Big Girl
I am now addicted to big girl pajamas. Not for me, not as in Big Girl; but for Kiki as in not sleepers.
She now has ballerina pjs, Disney Princesses pjs (that she got for her birthday), and Spongebob Squarepants pjs (which came with 2 tops!)
Kiki herself doesn't seem to care what she's wearing, but as long as Mama's happy, everybody's happy.
Kiki started sleeping in her crib in her own room when she was 6 months old, so about 6 months ago (give or take). I'm not sure when I started her bedtime routine as it stands today, but it's become timeless in an odd way, as if we've always done this, and always will.
She's not much of a cuddler during the day. She wants to go, go, go all the time, and time spent in someone's lap means lost time that could be spent trying to climb into the entertainment center or behind Daddy's computer where he hides his coveted earphones.
But at night, just before bedtime, if I'm sitting in the rocker, she settles in (usually -- there are always exceptions), and gazes intently up at me while I sing to her. I sing the same songs every night, in the same order. I sing "My Favorite Things" because it reminds me of my Oma and Opa. Then I sing "Amazing Grace" because it reminds me of Aunt Agnes. And then I sing "Hush Little Baby" because it reminds me of Grandma. And I end with "Mary Had A Little Lamb" for no other reason than it appears to be her favorite. If I leave it off, she will not sleep.

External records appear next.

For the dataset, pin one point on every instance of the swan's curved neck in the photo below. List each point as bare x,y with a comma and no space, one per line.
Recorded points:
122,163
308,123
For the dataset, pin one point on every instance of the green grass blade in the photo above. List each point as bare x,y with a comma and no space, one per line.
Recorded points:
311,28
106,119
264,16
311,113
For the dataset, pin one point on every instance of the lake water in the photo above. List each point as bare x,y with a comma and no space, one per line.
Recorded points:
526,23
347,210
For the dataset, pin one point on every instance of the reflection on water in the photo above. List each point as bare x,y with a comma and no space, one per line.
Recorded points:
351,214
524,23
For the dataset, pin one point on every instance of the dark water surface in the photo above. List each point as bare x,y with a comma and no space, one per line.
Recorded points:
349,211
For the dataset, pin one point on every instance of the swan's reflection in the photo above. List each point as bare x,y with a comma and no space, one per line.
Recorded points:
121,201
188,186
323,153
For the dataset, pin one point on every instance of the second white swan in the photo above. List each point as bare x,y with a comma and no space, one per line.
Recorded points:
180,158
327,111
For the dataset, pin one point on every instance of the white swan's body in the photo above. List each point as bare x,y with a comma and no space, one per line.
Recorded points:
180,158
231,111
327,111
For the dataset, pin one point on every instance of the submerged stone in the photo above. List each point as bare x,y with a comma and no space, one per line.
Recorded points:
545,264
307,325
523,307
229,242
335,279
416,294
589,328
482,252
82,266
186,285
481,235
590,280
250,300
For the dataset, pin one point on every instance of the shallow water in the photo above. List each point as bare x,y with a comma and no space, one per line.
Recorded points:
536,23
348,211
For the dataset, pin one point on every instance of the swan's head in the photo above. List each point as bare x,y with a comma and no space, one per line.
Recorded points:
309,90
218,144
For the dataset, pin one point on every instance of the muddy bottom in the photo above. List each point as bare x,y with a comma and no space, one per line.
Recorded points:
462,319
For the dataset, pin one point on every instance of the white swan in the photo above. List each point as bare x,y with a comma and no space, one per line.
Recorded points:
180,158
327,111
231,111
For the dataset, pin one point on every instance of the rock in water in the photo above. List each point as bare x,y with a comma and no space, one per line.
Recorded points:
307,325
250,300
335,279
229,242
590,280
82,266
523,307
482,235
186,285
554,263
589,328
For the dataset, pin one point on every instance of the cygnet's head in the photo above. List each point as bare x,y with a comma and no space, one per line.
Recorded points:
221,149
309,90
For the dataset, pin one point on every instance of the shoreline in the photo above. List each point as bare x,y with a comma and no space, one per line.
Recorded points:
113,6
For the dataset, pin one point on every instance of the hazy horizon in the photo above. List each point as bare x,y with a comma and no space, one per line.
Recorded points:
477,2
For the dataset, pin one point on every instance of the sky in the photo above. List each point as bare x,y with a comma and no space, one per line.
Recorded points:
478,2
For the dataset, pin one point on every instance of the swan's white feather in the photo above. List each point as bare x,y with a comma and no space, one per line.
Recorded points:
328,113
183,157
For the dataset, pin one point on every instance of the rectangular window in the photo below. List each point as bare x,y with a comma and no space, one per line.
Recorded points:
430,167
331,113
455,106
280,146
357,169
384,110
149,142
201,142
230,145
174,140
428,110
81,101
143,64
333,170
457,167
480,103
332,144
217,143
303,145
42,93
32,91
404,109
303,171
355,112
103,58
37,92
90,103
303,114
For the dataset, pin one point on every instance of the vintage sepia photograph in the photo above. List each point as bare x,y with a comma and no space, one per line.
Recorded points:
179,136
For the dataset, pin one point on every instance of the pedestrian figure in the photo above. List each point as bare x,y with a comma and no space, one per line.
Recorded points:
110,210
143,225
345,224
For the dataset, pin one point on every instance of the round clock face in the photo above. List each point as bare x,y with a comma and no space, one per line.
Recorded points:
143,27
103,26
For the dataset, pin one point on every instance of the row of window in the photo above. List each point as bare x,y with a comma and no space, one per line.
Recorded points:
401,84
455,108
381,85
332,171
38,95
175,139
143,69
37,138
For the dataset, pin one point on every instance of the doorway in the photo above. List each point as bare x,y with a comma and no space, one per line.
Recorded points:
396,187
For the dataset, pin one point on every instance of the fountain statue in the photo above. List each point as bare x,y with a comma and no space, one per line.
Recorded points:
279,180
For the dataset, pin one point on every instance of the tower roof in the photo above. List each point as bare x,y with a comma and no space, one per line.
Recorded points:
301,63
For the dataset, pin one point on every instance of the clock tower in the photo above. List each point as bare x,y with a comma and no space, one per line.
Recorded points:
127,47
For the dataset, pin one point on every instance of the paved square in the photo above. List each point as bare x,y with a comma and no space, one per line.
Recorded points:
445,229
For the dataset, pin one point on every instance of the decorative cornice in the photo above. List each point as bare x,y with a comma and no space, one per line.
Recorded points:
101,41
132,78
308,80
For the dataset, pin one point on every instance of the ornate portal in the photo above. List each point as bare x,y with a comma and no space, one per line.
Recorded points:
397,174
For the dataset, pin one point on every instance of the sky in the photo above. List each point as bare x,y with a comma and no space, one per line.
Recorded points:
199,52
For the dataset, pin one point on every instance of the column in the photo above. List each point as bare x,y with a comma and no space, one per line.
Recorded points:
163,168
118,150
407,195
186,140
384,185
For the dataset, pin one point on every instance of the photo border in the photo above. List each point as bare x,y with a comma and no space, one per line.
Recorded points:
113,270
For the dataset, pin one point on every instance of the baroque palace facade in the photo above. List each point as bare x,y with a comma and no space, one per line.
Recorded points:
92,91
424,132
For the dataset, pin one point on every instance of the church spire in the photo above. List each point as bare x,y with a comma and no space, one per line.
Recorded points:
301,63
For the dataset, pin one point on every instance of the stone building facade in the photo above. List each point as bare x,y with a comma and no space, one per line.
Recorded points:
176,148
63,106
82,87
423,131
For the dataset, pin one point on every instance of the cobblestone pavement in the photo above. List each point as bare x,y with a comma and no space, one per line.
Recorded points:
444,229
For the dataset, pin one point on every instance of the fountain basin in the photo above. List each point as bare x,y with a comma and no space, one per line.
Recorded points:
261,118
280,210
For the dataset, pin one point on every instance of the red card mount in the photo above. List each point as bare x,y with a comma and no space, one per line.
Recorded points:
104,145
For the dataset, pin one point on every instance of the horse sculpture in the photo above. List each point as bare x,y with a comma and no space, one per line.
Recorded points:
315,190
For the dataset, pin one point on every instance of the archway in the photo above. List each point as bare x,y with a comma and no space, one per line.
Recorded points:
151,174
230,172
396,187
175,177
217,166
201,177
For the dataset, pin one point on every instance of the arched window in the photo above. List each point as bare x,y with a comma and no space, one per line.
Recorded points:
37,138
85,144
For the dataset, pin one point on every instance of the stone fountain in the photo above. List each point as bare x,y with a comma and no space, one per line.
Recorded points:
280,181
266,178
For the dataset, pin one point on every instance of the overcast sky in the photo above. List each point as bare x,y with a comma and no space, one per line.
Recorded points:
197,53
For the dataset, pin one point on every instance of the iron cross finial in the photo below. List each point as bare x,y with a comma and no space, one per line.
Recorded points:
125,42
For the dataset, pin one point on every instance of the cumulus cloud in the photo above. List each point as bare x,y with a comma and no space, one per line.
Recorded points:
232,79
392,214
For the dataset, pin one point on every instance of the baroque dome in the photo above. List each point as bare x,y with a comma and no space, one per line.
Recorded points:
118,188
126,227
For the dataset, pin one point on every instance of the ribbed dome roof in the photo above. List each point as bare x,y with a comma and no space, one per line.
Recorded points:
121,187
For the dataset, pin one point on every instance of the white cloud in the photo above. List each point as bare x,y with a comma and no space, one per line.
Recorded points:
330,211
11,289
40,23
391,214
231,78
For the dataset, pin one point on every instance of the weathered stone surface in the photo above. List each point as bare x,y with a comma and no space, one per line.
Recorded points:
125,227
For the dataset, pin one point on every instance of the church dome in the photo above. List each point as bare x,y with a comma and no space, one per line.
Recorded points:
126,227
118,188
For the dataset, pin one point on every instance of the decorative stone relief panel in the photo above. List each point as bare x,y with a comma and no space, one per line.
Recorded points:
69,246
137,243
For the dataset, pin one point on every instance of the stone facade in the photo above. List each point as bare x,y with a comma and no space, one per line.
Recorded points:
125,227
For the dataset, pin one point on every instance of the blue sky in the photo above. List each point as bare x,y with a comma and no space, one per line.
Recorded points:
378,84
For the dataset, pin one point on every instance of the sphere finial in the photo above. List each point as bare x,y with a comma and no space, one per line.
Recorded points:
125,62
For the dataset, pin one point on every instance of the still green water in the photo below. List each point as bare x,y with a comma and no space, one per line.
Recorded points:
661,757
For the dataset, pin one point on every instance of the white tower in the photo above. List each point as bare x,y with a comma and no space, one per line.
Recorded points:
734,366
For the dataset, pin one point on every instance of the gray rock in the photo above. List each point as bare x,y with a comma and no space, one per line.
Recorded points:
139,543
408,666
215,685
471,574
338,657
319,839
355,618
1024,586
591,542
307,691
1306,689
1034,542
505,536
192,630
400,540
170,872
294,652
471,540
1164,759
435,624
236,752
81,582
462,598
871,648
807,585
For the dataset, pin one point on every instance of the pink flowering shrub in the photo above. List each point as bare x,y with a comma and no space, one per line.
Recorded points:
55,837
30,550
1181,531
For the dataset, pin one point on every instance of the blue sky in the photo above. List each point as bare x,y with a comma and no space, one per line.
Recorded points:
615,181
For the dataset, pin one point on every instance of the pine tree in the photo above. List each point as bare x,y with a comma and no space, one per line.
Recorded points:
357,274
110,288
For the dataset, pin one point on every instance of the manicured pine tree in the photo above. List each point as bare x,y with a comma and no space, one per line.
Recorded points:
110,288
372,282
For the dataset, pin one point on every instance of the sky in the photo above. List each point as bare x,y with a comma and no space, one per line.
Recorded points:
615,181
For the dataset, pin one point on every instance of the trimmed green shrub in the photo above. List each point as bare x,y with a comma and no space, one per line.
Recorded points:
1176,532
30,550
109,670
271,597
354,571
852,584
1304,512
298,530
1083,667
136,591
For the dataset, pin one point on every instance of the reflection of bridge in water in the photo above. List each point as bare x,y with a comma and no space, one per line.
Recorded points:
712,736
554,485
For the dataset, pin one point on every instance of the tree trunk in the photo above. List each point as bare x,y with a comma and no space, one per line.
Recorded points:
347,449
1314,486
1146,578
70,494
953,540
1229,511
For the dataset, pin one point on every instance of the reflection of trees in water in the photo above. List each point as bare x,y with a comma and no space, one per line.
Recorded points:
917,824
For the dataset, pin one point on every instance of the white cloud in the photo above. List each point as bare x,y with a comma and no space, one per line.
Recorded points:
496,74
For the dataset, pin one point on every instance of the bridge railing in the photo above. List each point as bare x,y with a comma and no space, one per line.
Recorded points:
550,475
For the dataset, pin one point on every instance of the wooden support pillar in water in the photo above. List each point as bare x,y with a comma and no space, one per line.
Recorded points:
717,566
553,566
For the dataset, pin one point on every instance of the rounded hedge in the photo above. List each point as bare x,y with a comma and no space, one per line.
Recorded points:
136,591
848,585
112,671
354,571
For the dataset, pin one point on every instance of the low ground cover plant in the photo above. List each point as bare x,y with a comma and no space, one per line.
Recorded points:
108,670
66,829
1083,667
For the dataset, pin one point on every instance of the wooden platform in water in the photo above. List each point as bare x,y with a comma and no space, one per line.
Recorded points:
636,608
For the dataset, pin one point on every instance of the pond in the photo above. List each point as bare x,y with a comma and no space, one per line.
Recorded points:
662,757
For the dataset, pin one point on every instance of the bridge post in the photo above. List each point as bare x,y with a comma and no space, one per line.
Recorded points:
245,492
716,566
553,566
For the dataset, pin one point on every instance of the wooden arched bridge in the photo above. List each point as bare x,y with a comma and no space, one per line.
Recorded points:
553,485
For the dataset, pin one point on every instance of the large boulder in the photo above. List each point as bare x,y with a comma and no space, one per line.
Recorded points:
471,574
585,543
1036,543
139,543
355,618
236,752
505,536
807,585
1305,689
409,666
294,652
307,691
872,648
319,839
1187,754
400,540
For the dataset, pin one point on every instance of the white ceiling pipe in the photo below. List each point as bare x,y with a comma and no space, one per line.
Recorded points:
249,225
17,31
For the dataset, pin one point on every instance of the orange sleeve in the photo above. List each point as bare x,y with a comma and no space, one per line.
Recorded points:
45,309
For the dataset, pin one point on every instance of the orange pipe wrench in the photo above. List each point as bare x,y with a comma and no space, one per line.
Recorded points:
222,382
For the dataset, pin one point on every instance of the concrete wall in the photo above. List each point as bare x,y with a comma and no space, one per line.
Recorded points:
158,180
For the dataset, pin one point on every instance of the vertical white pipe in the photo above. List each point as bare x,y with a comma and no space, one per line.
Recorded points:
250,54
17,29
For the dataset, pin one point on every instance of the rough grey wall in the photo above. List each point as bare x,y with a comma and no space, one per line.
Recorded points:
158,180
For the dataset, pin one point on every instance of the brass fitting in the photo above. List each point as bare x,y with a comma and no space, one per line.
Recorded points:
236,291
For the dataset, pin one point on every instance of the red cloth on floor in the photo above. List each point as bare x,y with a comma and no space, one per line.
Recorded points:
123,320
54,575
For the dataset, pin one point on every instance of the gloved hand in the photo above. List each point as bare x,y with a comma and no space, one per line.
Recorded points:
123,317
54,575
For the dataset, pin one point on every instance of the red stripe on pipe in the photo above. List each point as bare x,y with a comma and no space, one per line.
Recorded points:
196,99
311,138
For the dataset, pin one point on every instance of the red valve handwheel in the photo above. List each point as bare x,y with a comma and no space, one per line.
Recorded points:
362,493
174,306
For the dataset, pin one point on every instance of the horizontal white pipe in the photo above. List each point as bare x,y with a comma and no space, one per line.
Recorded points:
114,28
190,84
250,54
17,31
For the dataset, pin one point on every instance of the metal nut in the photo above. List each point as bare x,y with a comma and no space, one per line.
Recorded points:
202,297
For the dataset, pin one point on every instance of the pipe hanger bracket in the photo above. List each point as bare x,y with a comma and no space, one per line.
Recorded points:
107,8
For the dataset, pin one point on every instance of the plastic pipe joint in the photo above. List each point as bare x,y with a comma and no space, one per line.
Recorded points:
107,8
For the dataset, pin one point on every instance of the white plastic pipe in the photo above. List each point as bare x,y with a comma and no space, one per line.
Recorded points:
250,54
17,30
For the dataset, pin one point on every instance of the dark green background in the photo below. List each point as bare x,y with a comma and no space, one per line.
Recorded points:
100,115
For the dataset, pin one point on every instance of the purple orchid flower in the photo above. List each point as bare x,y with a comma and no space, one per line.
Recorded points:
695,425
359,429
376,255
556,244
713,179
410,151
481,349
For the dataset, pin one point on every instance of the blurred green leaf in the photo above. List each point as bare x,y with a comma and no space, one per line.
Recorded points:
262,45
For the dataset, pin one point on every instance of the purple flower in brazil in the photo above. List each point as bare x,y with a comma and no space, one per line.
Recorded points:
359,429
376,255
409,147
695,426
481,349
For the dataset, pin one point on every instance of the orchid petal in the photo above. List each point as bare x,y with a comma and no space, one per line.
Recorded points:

Before I sing the songs, I go over the day's events with her. Sometimes between songs, I'll tell her a story about me or someone in the family. Or I'll tell her a fairy tale (a broken fairy tale, most generally, because I can never remember how those things go) or a fable (see fairy tale) or a mytho (I'm actually pretty good at those, even though she seems wholly unimpressed by my Greek prowess.)
Sometimes while I sing, she'll vocalize along with me, not really singing, not really in beat, but participating in a way. But mostly, she keeps her eyes on me, sometimes smiling or giggling but usually just watching, watching, until her eyes start to close.
It occurred to me the other night how big she's getting. I used to be able to cradle her in my arms. Now she rests in my lap, her legs dangling over mine, her head still rested in the crook of my arm. She's becoming less baby, more little girl, and it seems like it's happening overnight.
I know that one day soon I'll have to adjust the bedtime routine, maybe introduce a nighttime book instead of lullabies, maybe decrease the pre-bed cuddle time to more like 5 minutes instead of 30.
But I also know that these baby girl days are numbered, and someday all I'll have is memories of them, as I watch her grow more and more independent and self-sufficient. And so I say, screw it. I'm making the most of it while I can, and I will milk every last second of bedtime cuddles that I can, while I can.